20 En Og, den koning van Basan; want Zijn goedertierenheid is in der eeuwigheid.
21 En heeft hun land ten erve gegeven; want Zijn goedertierenheid is in der eeuwigheid.
22 Ten erve aan Zijn knecht Israel; want Zijn goedertierenheid is in der eeuwigheid.
23 Die aan ons gedacht heeft in onze nederigheid; want Zijn goedertierenheid is in der eeuwigheid.
24 En Hij heeft ons onzen tegenpartijders ontrukt; want Zijn goedertierenheid is in der eeuwigheid.
25 Die allen vlees spijs geeft; want Zijn goedertierenheid is in der eeuwigheid.
26 Looft den God des hemels; want Zijn goedertierenheid is in der eeuwigheid.

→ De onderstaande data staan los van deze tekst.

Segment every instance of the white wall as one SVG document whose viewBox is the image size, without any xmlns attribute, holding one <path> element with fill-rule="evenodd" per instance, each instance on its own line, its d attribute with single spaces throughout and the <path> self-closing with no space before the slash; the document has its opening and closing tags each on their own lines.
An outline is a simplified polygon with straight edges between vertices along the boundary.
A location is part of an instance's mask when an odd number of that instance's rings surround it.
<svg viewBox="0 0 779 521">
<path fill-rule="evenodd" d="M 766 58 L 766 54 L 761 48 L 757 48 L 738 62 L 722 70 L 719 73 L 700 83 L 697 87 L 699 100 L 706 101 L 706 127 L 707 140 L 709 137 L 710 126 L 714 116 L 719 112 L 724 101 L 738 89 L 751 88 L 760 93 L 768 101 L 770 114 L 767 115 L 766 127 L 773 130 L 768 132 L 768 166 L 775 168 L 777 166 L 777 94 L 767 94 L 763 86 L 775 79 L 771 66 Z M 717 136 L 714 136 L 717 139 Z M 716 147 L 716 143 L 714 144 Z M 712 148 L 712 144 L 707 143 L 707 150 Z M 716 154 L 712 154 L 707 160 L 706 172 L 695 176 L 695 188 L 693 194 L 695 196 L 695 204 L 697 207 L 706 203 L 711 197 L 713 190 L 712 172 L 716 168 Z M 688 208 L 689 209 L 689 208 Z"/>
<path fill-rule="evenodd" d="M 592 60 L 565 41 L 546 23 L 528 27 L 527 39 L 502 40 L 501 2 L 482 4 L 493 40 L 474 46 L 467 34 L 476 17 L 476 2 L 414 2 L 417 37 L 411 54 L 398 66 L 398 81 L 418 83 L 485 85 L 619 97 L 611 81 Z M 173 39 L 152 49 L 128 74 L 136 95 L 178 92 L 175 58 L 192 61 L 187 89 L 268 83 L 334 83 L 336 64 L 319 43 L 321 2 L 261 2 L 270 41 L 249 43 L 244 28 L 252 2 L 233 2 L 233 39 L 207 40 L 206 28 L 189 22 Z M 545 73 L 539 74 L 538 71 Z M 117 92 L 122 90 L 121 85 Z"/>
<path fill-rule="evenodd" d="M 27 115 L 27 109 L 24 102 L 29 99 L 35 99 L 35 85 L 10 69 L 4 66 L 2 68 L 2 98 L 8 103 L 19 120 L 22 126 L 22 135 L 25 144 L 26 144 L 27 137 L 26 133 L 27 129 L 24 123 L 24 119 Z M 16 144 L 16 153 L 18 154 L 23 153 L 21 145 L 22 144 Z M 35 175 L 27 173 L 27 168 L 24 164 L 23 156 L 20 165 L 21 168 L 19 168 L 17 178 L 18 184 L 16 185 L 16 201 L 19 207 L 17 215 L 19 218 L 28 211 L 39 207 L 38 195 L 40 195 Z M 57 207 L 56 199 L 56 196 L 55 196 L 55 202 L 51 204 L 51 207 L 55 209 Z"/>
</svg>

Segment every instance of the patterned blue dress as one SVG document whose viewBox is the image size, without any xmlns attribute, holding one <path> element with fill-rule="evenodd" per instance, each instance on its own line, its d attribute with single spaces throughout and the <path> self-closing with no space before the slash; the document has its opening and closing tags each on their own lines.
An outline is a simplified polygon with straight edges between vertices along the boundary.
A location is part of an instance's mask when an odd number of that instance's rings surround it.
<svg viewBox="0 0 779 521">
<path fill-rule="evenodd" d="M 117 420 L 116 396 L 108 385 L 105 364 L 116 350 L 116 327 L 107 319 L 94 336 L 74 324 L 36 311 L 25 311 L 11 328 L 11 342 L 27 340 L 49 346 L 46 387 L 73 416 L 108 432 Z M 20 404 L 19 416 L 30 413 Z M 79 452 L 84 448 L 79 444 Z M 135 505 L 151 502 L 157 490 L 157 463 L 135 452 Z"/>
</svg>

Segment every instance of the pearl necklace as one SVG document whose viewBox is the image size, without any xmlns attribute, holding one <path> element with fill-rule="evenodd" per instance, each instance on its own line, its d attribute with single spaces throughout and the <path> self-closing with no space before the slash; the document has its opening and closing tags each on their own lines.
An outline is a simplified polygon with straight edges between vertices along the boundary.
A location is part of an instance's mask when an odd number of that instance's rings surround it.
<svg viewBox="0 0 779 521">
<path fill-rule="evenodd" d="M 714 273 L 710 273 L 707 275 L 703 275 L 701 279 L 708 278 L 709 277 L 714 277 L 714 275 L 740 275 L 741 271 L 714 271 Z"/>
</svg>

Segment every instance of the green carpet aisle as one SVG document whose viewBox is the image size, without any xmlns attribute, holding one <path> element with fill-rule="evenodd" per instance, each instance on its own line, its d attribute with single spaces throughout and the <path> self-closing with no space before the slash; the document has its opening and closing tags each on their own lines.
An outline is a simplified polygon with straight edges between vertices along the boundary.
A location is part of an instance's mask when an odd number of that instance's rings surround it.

1 你们要称谢耶和华, 因他本是良善的, 他的慈爱永远长存。
2 你们要称谢万神之神, 因为他的慈爱永远长存。
3 你们要称谢万主之主, 因为他的慈爱永远长存。
4 要称谢那独行大奇事的, 因为他的慈爱永远长存。
5 要称谢那用智慧造成诸天的, 因为他的慈爱永远长存。
6 要称谢那铺张大地在水上的, 因为他的慈爱永远长存。
7 要称谢那造成大光的, 因为他的慈爱永远长存。
8 他造太阳管白昼, 因为他的慈爱永远长存。
9 他造月亮和星星管黑夜, 因为他的慈爱永远长存。
10 要称谢那击杀埃及所有头生的, 因为他的慈爱永远长存。
11 他领以色列人从他们中间出来, 因为他的慈爱永远长存。
12 他用大能的手和伸出来的膀臂领他们出来, 因为他的慈爱永远长存。
13 要称谢那分开红海的, 因为他的慈爱永远长存。
14 他领以色列人从海中经过, 因为他的慈爱永远长存。
15 他把法老和他的军兵都抖落在红海里, 因为他的慈爱永远长存。
16 要称谢那引导自己的子民走过旷野的, 因为他的慈爱永远长存。
17 要称谢那击杀大君王的, 因为他的慈爱永远长存。
18 他杀戮了强盛的君王, 因为他的慈爱永远长存。
19 他杀了亚摩利王西宏, 因为他的慈爱永远长存。
20 他杀了巴珊王噩, 因为他的慈爱永远长存。
21 他把他们的地赐给了自己的子民作产业, 因为他的慈爱永远长存。
22 他把他们的地赐给他的仆人以色列作产业, 因为他的慈爱永远长存。
23 他在我们卑微的时候顾念我们, 因为他的慈爱永远长存。
24 他救我们脱离了敌人, 因为他的慈爱永远长存。
25 他把粮食赐给全人类, 因为他的慈爱永远长存。
26 你们要称谢天上的 神, 因为他的慈爱永远长存。